Jim Sullivan would — and did.

He bought this 1941 Cadillac Series 63 in need of a year of restoration.

Only 1,750 were made, and no more than a couple of hundred survive.

“It was nasty.”

He transported it to his classic-car garage in Gig Harbor.

The engine was good and not frozen, though it hadn’t run for decades.

He’ll “redo the body, the frame, the interior. It’s a lot of work and love.”

“It’ll take many thousands just to do the chrome.”

Sullivan is wrapped up in the history of this era, the coachbuilders, the thick metal.

He says, “It’s real metal. Think hard-stuff, manly metal.

“When it’s done it’ll be worth $120,000, give or take.”

The first car Sullivan owned was a 1966 MGB, British-made.

“I learned to love it and hate it. It was troublesome.”

The dual carburetors were “constantly spitting and sputtering.”

He didn’t have the money to have it worked on, so he learned to do it himself.

His garage’s policy is to work on anything built from 1886 to 1970.

Currently, work is being done on an all-aluminum-body 1969 Mercedes 280 SL sports car.

Only the shell sits on jacks. It’s unpainted.

Sullivan calls it “a rotisserie job.” Everything needs to be done, top to bottom.

In for a mechanical upgrade is a rare 1954 EMW Cabriolet. Eisenacher Motorenwerk was an East German car builder.

Only 500 of the cars were made. Two hundred were Cabriolets.

Sullivan says it’s not for sale, but if the owner put it up for sale “who knows what it would bring?”

The paint is a deep, silver sea. “It’s one layer after another of perfection.” He estimates that paint would cost more than most new cars.

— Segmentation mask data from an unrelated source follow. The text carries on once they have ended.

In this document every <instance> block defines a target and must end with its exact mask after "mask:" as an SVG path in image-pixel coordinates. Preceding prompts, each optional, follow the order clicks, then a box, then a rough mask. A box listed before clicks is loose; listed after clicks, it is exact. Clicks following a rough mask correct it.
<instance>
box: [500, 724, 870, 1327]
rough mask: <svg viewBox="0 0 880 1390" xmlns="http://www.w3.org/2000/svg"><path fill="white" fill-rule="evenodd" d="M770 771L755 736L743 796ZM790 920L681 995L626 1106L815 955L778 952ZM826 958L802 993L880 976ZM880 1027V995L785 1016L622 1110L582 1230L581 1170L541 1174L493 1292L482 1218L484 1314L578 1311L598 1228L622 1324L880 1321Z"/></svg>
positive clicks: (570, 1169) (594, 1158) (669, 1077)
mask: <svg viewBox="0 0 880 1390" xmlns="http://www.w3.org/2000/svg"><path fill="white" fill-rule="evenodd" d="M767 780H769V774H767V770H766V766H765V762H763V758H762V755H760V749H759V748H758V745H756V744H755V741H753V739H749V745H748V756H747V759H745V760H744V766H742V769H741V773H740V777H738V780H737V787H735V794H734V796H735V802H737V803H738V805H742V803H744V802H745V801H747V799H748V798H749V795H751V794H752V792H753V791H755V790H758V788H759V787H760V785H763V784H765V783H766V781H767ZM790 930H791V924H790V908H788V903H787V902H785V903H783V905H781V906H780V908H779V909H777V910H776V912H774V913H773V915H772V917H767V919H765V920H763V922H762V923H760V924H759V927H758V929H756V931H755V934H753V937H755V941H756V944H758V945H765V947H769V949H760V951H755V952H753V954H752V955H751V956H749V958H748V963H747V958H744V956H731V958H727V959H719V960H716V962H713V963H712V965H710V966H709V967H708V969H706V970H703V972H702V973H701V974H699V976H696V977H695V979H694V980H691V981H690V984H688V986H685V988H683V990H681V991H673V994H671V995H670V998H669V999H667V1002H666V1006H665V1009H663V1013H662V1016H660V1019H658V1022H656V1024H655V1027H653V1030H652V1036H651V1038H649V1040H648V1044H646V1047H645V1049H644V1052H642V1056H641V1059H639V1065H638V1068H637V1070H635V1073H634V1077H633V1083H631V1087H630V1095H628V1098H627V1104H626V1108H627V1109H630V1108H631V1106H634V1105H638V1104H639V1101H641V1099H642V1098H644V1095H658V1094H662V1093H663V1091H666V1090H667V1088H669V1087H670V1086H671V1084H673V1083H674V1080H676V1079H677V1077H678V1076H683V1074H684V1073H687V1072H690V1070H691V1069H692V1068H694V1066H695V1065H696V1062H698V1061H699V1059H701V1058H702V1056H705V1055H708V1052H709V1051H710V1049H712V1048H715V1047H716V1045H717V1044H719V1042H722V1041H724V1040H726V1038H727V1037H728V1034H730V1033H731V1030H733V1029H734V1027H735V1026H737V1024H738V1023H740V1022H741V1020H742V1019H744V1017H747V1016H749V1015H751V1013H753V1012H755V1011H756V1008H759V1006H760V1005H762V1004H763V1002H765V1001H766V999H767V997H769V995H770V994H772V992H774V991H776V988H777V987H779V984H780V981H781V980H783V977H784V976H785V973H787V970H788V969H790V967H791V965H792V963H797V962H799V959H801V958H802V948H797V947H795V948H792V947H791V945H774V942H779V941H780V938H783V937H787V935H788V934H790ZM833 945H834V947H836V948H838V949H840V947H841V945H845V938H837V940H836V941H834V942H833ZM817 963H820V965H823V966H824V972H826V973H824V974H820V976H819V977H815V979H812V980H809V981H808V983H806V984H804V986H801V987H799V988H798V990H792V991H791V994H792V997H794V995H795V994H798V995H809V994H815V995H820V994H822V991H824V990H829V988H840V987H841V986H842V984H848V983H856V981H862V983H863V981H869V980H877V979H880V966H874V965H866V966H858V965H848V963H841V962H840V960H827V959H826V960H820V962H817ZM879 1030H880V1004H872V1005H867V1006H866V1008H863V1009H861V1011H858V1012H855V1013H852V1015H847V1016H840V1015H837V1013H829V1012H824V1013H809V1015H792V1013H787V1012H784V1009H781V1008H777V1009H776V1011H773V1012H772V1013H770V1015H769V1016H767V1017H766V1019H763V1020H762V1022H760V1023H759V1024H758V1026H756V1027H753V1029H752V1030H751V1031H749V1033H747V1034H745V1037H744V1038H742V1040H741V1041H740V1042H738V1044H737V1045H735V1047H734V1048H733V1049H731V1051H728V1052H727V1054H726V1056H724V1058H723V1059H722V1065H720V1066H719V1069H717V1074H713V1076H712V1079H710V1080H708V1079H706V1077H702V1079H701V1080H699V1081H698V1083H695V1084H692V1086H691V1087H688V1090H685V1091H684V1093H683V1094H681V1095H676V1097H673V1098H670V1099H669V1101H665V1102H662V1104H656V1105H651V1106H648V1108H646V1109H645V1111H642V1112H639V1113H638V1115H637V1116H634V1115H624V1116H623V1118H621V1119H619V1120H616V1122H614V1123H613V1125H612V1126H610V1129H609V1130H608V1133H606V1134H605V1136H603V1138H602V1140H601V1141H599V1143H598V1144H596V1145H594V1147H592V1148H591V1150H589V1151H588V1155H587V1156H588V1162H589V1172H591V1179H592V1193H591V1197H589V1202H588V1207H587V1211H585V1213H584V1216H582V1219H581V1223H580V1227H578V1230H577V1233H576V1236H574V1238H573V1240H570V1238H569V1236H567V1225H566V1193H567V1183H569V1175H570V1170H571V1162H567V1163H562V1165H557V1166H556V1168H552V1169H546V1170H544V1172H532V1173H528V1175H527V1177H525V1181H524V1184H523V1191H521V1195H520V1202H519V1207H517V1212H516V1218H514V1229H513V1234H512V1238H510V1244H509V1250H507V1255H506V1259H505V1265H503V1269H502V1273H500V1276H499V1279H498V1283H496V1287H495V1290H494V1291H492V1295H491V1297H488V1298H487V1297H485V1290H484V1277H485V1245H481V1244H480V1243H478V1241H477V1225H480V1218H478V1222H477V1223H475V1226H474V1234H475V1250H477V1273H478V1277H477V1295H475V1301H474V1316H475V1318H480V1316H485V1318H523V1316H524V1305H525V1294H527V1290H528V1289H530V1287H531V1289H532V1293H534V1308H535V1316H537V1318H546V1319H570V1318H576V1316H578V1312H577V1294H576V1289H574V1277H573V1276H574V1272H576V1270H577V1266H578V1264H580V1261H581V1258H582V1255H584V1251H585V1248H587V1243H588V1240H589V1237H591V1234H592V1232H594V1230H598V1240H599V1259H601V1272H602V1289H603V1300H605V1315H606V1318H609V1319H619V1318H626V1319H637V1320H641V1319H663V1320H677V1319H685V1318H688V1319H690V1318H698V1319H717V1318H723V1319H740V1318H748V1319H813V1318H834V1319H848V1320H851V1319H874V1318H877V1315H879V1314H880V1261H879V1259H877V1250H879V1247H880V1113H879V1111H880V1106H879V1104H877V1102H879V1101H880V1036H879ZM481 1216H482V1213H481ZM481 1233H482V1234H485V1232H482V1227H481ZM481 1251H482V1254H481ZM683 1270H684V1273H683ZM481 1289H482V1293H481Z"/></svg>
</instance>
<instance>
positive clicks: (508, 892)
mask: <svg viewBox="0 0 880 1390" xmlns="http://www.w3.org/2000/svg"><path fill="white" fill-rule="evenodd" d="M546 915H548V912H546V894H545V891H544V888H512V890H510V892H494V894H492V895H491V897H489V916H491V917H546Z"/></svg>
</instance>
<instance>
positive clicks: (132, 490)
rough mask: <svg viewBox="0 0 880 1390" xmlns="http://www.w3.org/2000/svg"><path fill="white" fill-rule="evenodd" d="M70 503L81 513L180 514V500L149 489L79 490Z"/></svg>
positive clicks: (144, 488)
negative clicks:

A short drive from his garage, he’s constructing a small, classic-car museum.

It’s also intended to be a teaching environment for a handful of local high-school students. Twice a week they’ll learn repair skills, and indirectly math and science. He hopes to have this going by the end of March.

They’ll likely learn phrases no longer in common use.

A 1948 Hudson he just shipped to Holland has “a Super 6, straight, 22,000 original miles and three on the tree.” That would be a manual, three-speed transmission with the shifter up high on the steering column. “It runs great.”

These vehicles are not for everyday use.

They’re for the person “who says, ‘I gotta have it.’ ”

His more practical side means getting around daily in a Subaru or GMC Denali.